Mika may have taken a wrong turn the day they met, but will she finally let someone steer her in the right direction?


I love Elle Casey’s writing, but The Bourbon Street Boys series has been a little hit or miss for me. Wrong Turn, Right Direction was in the miss category. I wouldn’t say that it was horrible or that I didn’t enjoy reading it, it was just missing something major.

Wrong Turn, Right Direction started out strong.Tamika is trying to get out from under her horribly corrupt boss and ends up in a medical situation that has her turning the wrong way and into Thibault.
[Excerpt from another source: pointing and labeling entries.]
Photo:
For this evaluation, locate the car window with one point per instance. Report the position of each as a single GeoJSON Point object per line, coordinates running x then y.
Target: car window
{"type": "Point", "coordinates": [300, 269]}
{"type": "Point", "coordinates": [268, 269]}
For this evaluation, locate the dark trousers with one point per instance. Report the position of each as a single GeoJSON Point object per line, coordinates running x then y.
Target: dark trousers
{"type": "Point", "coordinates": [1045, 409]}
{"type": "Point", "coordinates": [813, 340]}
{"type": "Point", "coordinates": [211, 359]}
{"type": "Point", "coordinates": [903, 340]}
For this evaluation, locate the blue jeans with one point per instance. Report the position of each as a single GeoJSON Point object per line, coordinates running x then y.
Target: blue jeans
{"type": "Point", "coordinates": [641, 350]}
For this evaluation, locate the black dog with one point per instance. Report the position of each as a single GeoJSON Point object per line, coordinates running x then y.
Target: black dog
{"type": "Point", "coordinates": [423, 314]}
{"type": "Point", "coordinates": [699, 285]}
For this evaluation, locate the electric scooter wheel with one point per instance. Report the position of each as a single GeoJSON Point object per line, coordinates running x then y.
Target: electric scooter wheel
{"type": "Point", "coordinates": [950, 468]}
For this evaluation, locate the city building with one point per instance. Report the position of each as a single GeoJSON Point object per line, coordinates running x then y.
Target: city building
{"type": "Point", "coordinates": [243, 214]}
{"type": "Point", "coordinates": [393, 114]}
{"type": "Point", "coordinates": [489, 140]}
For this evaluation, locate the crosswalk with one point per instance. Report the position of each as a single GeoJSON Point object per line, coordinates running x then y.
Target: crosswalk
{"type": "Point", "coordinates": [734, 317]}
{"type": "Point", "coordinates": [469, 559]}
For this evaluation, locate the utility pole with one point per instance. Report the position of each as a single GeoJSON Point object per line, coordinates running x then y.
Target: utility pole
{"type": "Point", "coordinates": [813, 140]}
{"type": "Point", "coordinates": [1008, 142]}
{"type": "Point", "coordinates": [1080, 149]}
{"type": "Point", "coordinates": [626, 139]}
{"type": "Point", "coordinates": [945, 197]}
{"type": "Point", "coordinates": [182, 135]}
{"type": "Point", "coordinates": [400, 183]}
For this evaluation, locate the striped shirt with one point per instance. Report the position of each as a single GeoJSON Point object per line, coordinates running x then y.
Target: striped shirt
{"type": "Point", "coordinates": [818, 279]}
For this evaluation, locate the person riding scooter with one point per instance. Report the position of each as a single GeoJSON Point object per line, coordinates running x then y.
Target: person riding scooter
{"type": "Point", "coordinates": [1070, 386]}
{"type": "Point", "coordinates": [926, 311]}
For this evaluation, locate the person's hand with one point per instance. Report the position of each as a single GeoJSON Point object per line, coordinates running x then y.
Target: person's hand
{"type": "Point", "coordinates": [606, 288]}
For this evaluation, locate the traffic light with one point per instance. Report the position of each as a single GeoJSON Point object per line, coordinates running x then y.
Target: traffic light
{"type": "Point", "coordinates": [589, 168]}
Thibault wants to do anything he can to help the beautiful and tentative Tamika get on the right side of the law, but first he has to get her to trust him. Tamika’s background and current situation were very interesting and I wanted to know more about them. They made the plot of this story entertaining. I liked how Tamika’s involvement with her boss worked meshed with the Bourbon Street gang.

Where the story lost me was the romance between Tamika and Thibault. I didn’t feel any sort of connection between them at all. I know Thibault was there for Tamika during the most personal experience of her life, but I didn’t feel an emotional connection made at that moment. Nor did I feel one later on as they got to know each other. Tamika was too reserved and kept too much from Thibault. I didn’t understand how he could fall for someone he knew was constantly hiding something. She was so standoff-ish. Their relationship just didn’t make sense to me. I didn’t believe it. That was where this story failed for me. I wanted a stronger relationship for Thibault.

Despite not falling in love with Thibault and Tamika’s relationship, I did enjoy the twists and turns of the story. I also loved seeing the rest of the Bourbon Street gang and hearing what they were up to. So, overall, Wrong Turn, Right Direction was a good read.